How to reuse GIN datasets

Our datasets are managed with datalad. Datalad allows the versioning and distribution of large datasets. Datalad relies on another tool called git-annex, which itself is an extension of git providing support for large file versioning with a high flexibility.

We host the data on GIN. GIN’s interface is really similar to GitHub, but unlike the latter, GIN can handle our large files.

Installing datalad

The DataLad handbook provides extensive instructions for the installation of DataLad in their handbook.

If you have admin rights and you are working on Linux or Mac, the following should work:

  1. Install git-annex using apt install git-annex (linux) or brew install git-annex (mac). Git-annex is available by default on Oberon.

  2. Install datalad with pip : pip3 install datalad

Note

If you are having permission issues, consider using python virtual environments or conda (see DataLad’s handbook). Otherwise, refer to your system administrator.

Setup your GIN account

Most repositories are private, and thus require authentication. We recommend that you always use SSH authentication and we will only provide instructions for this case.

Before anything, you will need to create an account on GIN, and to link your SSH public key to your GIN account.

  1. Create an account on GIN

  2. Copy your SSH public key (usually located in ~/.ssh/id_rsa.pub)

  3. Go to GIN > Settings > SSH Keys

  4. Click on the blue button ‘Add a key’ and paste your public key where requested.

Note

Remember to communicate your username to the data administrator before you try to access the data in order for him to grant you permissions.

Note

You can configure as many keys as necessary. This is useful when you need to access GIN from different locations with different SSH keys (e.g. from your lab cluster, or from your own laptop).

Note

You may consider enabling the Keychain (append ~/.ssh/config with UseKeychain yes) if you are prompted for your SSH passphrase everytime.

Installing a dataset

Installing a dataset can be done with the datalad install command. The input is the SSH location of the dataset. It can be found on the page of the repository on GIN:

Where to find the SSH url of a dataset on GIN

A GIN dataset.

For instance, the VanDam public dataset (available on GIN) can be installed with the following command:

datalad install git@gin.g-node.org:/LAAC-LSCP/vandam-data.git
cd vandam-data

Datasets that contain subdatasets can be installed recursively using the -r switch. This is the case of the EL1000 dataset:

datalad install git@gin.g-node.org:/EL1000/EL1000.git
cd EL1000

Warning

Some datasets may require additional configuration steps. Pay attention to the README before you start using a dataset.
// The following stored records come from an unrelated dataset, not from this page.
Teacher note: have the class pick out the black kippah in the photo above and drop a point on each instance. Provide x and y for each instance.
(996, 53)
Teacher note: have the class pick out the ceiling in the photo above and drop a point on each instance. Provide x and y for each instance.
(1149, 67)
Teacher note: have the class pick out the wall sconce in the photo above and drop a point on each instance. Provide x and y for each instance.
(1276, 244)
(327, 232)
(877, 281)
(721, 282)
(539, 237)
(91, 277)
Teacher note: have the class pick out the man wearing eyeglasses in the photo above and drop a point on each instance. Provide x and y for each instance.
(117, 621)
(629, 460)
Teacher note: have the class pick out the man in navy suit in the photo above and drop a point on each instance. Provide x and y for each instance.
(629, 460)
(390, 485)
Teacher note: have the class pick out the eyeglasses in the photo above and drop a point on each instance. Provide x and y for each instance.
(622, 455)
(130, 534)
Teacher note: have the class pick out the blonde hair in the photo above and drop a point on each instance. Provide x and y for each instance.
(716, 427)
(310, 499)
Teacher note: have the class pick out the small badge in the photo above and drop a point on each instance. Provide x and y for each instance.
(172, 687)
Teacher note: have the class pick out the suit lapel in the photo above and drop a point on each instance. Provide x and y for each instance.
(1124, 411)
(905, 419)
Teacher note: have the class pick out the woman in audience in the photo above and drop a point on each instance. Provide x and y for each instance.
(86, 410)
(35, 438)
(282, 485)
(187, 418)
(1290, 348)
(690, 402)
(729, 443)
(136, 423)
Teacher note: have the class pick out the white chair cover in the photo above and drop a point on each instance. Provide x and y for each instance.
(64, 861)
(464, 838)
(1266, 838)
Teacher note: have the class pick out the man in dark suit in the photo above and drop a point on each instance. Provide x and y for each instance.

That’s it ! Your dataset is ready to go. By default, large files do not get downloaded automatically. See the next section for help with downloading those files.

Downloading large files

Files can be retrieved using datalad get [path]. For instance, datalad get recordings will download all recordings.

Note

Technically speaking, the large files in your repository are symbolic links pointing to their actual location, somewhere under .git. You can ignore that and read/copy the content of these files as if they where actual files.

Warning

If you want to edit the content of a large file, you will need to unlock it beforehand, using datalad unlock, e.g.: datalad unlock annotations/vtc/converted.

Updating a dataset

A dataset can be updated from the sources using git pull together with datalad update.

Contributing

Pushing changes to a dataset

You can save local changes to a dataset with datalad save [path] -m "commit message". For instance :

datalad save annotations/vtc/raw -m "adding vtc rttms"

datalad save is analoguous to a combination of git add and git commit.

These changes still have to be pushed, which can be done with :

datalad push